The 34-year-old redhead beauty was dressed comfortably in an oversized red crew-neck sweatshirt as she enjoyed a lazy day, marking her first public outing since Jon, 51, popped the question.
The Massachusetts-born actress, who was out with her boyfriend days ago, covered her eyes with a pair of dark aviator-style sunglasses.
She was wearing dark sweatpants and slipped her feet into a pair of black and white striped sandals.
Missing from the scene was her new fiancé, who recently popped the question, according to People.
Newly engaged! Jon Hamm’s new fiancée, Anna Osceola, struck a casual figure as she walked dogs in Los Angeles on Tuesday, a day after the couple’s engagement was revealed.
They are engaged! Jon, 51, popped the question to Anna after two years of dating (pictured in 2022)
Jon and Anna met when they co-starred in Mad Men in 2015, after Anna landed a small role as a receptionist named Clementine at Esalen, a California spiritual retreat attended by Jon’s character (Don Draper) in the series finale. AMC.

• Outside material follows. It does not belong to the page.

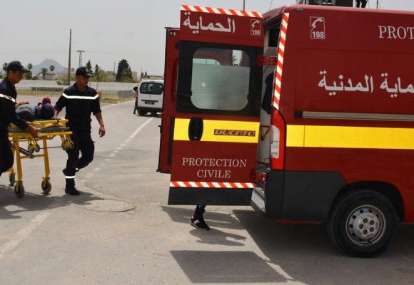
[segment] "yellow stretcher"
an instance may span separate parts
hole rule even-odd
[[[47,147],[47,140],[52,140],[59,136],[62,140],[61,147],[64,150],[74,147],[74,142],[71,140],[69,135],[72,132],[69,131],[66,127],[67,120],[35,120],[29,123],[34,125],[39,131],[39,138],[34,138],[28,131],[22,131],[16,126],[11,124],[9,126],[9,137],[12,143],[13,155],[16,155],[16,164],[17,165],[17,180],[16,180],[16,172],[12,166],[8,171],[10,172],[9,182],[10,186],[14,185],[14,193],[16,196],[21,198],[24,195],[24,187],[23,187],[23,171],[21,170],[21,160],[26,158],[44,157],[44,177],[42,177],[41,190],[44,193],[48,194],[51,190],[50,182],[50,167],[49,164],[49,154]],[[20,147],[20,142],[27,142],[27,150]],[[41,147],[39,145],[40,141],[43,142],[43,153],[34,155],[34,152],[39,152]]]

Things turned romantic during the 2020 quarantine, five years after he split from partner Jennifer Westfeldt.
Osceola is best known for his roles in Law & Order True Crime and Law & Order: Special Victims Unit, Greek, Rizzoli & Isles, and NCIS.
In an appearance on Howard Stern in September 2022, the Baby Driver star said he could see himself getting married one day, having previously promised it would never happen because he didn’t have the ‘marriage chip’ inside of him.

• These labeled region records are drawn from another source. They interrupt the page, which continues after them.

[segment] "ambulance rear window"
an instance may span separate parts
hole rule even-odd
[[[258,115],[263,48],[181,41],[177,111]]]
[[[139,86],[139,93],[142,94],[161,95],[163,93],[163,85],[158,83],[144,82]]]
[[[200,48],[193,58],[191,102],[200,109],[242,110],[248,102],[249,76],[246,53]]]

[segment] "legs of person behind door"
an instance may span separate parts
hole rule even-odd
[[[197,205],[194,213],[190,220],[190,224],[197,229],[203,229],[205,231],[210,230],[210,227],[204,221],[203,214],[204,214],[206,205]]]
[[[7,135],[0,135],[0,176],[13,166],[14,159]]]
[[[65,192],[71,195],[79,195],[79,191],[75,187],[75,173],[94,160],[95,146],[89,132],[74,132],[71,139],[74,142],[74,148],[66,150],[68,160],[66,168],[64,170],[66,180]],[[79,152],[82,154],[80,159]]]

‘This is another place in my life where I feel very established and comfortable. I’m in a relationship right now and it’s comfortable,” he said last year.
She added that she’s been able to start to “really think about all of those things, that made the relationship I’m in now even more meaningful, and opened up the possibility of things like being married, having kids, defining a new version of happiness.” life, well-being.’

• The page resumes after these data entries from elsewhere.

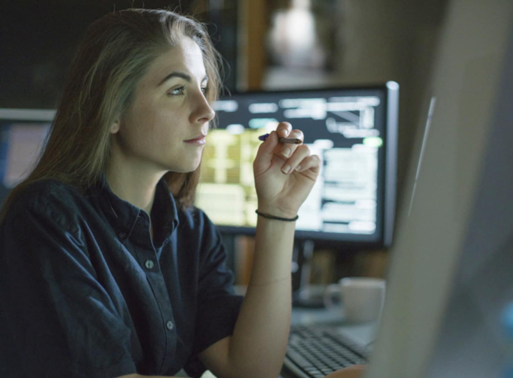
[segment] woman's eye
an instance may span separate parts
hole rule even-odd
[[[185,88],[184,87],[180,87],[178,88],[172,89],[168,94],[170,96],[182,96],[184,94]]]

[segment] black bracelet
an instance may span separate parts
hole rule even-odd
[[[266,218],[268,219],[275,219],[276,220],[282,220],[285,222],[293,222],[298,220],[298,218],[299,218],[299,215],[295,216],[294,218],[281,218],[281,217],[275,217],[274,215],[261,213],[258,210],[255,210],[255,213],[260,215],[261,217]]]

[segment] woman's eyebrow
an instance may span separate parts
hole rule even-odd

“It sounds cheesy and whatever, but it’s real and it’s what I’m working for,” he continued. ‘What else is there besides that?’
During that interview, the Bridesmaids actor also said he was “very much in love.”
Casual: The 34-year-old red-haired beauty was dressed comfortably in an oversized red crew-neck sweatshirt
Shading: The Massachusetts-born actress, who stepped out with her boyfriend days ago, covered her eyes with a pair of dark aviator-style sunglasses
The statements stand in stark contrast to comments he made in 2012, in which he revealed that he did not believe in marriage and did not long to be a father.
She told the magazine: ‘I don’t have a driving force to have a baby. That being said, I am in a committed relationship, and if it ever came up, I’m not ruling it out.
And about getting married, he said, I don’t have a particularly definite example of marriage in my life.
My parents divorced when I was two years old and never remarried. So it means nothing to me.
Jon continued: ‘I don’t want to say that it shouldn’t mean things to other people. I don’t judge it one way or the other.
How it started: The couple met in the series finale of Mad Men when Anna played Clementine, the receptionist at the wellness retreat Don Draper attended.
It’s just my experience. I don’t have that paragon of married life to look at and think, “Oh yeah, that’s it! That’s what I want!”
The Emmy Award winner has opened up when he said he has been seeking therapy in recent years and discovered that much of his trauma stems from losing his mother to colon cancer when he was just ten years old.
“It’s also been a process of working on myself, my mental health, all the things with my therapist,” he said.
“And unpacking all of that trauma and realizing that when you lose someone who is so important to you, like a mother, so early, that creates a wound that blocks a lot of that emotional accessibility.
“That blocks a lot of that availability and vulnerability.”